Seiichi Hayashi might be one of the most famous manga artists you’ve never heard of.
Not only was he a prominent member of the avant-garde art movements of the 1960s and 1970s, but Hayashi also made “geki-ga,” comics that rebelled against kid-friendly manga. Red Colored Elegy, one of his most influential works, got a release from Drawn & Quarterly years ago and now it’s back in print along with an extended essay by art history professor Ryan Holmberg.
Ichiro and Sachiko are young lovers shacked up in a cheap Tokyo apartment in the 1960s. Both of them work in the grind that is the animation industry, with Ichiro drawing key frames and Sachiko tracing frames onto cels. Through a series of disjointed interactions, Hayashi depicts the slow breakdown of their relationship as a result of the pressures of work, family, and Ichiro’s inattention. But to call Red Colored Elegy a simple romantic drama is to sell Hayashi short.
Inspired by New Wave films, animation, and pop music, Hayashi stitches together a story from mismatched parts, and the result is unlike most manga I’ve ever read. Character models shift to match the mood of the scene—sometimes flattened into nearly geometric shapes, sometimes detailed in sketchy line art, sometimes depicted as a body with no face.
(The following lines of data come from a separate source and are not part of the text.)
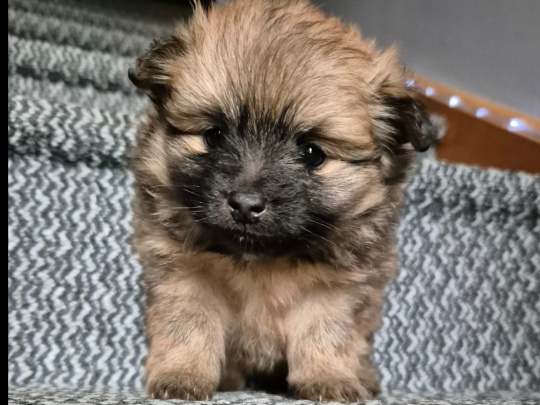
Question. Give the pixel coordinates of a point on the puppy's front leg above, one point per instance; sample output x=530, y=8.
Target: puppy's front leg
x=186, y=331
x=325, y=351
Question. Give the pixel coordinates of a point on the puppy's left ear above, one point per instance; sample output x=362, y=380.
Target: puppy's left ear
x=404, y=119
x=410, y=121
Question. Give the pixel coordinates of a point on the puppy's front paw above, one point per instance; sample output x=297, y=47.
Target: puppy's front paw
x=180, y=386
x=331, y=391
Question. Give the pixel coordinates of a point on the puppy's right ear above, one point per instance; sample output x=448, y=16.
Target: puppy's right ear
x=152, y=73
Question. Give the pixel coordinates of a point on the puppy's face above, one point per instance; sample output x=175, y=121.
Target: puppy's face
x=276, y=129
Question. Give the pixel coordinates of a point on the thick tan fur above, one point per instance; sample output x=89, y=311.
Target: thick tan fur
x=214, y=319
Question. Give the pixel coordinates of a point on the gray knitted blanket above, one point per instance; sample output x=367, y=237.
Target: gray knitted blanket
x=461, y=320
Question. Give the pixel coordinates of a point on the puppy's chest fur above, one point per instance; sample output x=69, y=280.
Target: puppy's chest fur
x=262, y=299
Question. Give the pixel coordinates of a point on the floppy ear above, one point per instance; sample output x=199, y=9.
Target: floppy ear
x=410, y=122
x=152, y=73
x=403, y=119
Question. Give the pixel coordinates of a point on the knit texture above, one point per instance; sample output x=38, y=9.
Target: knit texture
x=463, y=315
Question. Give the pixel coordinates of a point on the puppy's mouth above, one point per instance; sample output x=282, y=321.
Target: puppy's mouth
x=246, y=240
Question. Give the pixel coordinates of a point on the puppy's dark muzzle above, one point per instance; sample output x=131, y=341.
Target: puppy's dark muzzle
x=246, y=207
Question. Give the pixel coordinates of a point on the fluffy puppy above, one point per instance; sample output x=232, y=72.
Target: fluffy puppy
x=268, y=179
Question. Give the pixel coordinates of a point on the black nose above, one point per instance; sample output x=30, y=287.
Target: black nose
x=246, y=207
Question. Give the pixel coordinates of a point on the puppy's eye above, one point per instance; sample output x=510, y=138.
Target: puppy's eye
x=213, y=137
x=312, y=155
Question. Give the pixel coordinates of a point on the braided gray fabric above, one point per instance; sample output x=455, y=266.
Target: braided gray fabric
x=50, y=397
x=463, y=316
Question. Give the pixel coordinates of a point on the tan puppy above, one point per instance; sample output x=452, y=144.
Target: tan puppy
x=267, y=185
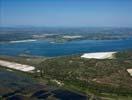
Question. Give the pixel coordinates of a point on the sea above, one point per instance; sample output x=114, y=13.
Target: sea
x=53, y=49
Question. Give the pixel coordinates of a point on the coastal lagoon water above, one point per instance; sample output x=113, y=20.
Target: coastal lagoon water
x=45, y=48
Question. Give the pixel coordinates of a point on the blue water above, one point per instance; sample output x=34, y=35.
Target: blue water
x=45, y=48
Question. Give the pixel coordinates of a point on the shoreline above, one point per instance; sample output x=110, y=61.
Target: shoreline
x=99, y=55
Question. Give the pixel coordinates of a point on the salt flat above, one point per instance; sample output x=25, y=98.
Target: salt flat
x=17, y=66
x=98, y=55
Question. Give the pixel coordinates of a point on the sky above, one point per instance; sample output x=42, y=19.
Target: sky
x=66, y=13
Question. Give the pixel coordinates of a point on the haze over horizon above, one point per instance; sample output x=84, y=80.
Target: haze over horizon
x=66, y=13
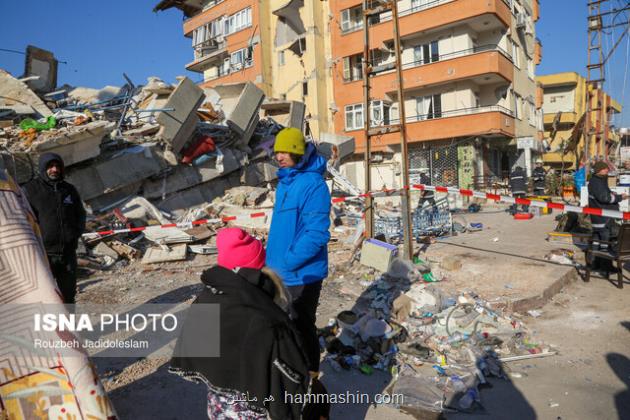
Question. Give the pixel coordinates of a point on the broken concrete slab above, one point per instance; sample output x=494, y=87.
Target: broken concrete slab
x=124, y=250
x=140, y=208
x=259, y=173
x=171, y=235
x=336, y=146
x=242, y=115
x=158, y=255
x=183, y=176
x=139, y=162
x=203, y=194
x=286, y=113
x=74, y=143
x=14, y=92
x=103, y=250
x=178, y=126
x=41, y=63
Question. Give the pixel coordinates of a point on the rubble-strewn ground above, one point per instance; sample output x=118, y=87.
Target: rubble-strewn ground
x=587, y=323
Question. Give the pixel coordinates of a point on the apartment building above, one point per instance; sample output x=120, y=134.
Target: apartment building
x=471, y=102
x=282, y=46
x=564, y=107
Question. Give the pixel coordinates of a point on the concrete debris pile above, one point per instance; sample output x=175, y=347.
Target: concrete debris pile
x=165, y=150
x=439, y=349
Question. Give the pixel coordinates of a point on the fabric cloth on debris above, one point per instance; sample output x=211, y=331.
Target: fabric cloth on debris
x=261, y=353
x=518, y=181
x=298, y=237
x=61, y=217
x=236, y=248
x=25, y=374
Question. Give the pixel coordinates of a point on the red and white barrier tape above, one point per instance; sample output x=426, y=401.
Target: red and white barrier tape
x=499, y=198
x=187, y=225
x=387, y=193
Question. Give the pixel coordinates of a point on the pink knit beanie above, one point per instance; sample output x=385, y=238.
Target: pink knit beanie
x=237, y=248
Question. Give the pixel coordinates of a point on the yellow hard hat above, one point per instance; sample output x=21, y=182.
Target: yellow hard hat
x=290, y=140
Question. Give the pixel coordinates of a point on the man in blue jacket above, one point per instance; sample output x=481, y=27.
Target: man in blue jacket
x=297, y=247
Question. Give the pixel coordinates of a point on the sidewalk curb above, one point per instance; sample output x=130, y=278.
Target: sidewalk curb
x=537, y=301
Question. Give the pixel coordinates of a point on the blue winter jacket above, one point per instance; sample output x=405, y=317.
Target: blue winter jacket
x=297, y=247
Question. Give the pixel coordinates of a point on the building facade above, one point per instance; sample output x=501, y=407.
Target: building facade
x=282, y=46
x=471, y=101
x=564, y=108
x=470, y=94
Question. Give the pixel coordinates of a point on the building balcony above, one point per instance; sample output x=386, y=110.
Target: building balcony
x=565, y=118
x=434, y=15
x=207, y=54
x=493, y=120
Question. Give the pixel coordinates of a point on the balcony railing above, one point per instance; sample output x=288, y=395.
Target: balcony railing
x=209, y=46
x=460, y=53
x=456, y=113
x=387, y=16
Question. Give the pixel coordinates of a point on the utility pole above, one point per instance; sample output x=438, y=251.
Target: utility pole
x=371, y=8
x=596, y=75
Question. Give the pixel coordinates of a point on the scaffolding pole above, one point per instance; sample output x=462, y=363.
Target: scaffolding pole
x=371, y=8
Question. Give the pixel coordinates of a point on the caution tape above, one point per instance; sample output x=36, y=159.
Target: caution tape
x=186, y=225
x=387, y=193
x=498, y=198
The staccato dialogue, pregnant with words unsaid, periodically gives way to two-page illustrations of background details—waves on a beach, a fly landing on a lamp overhead. Then there’s the direct references to films, songs, and other comics, likely well understood by Hayashi’s contemporary Japanese audience but lost on Westerners discovering his work years later.
Make no mistake, this is an obtuse comic, one that begs for multiple readings to let it all sink in. But even a quick read gives a sense that beneath its abstract, postmodern noise lies a lyrical quality that even the most expertly drawn mainstream manga lacks. Often avant-garde art is easier to appreciate than to enjoy, but even when I didn’t totally “get” Red Colored Elegy, I enjoyed letting Hayashi’s raw emotional energy carry me along.
Unfortunately D&Q has flipped the manga in a misguided attempt to cater to American readers, distorting Hayashi’s original artistic intentions. The mistake is almost made up for by the inclusion of Holmberg’s superb essay, which provides crucial context and analysis regarding Red Colored Elegy’s themes, artwork, and place in the history of Japanese pop culture.
Red Colored Elegy isn’t for everyone, but if you’re interested in exposing yourself to a different perspective on what manga is capable of, or you’re curious about the art and counterculture of 1970s Japan, you can’t do much better than this book. Recommended.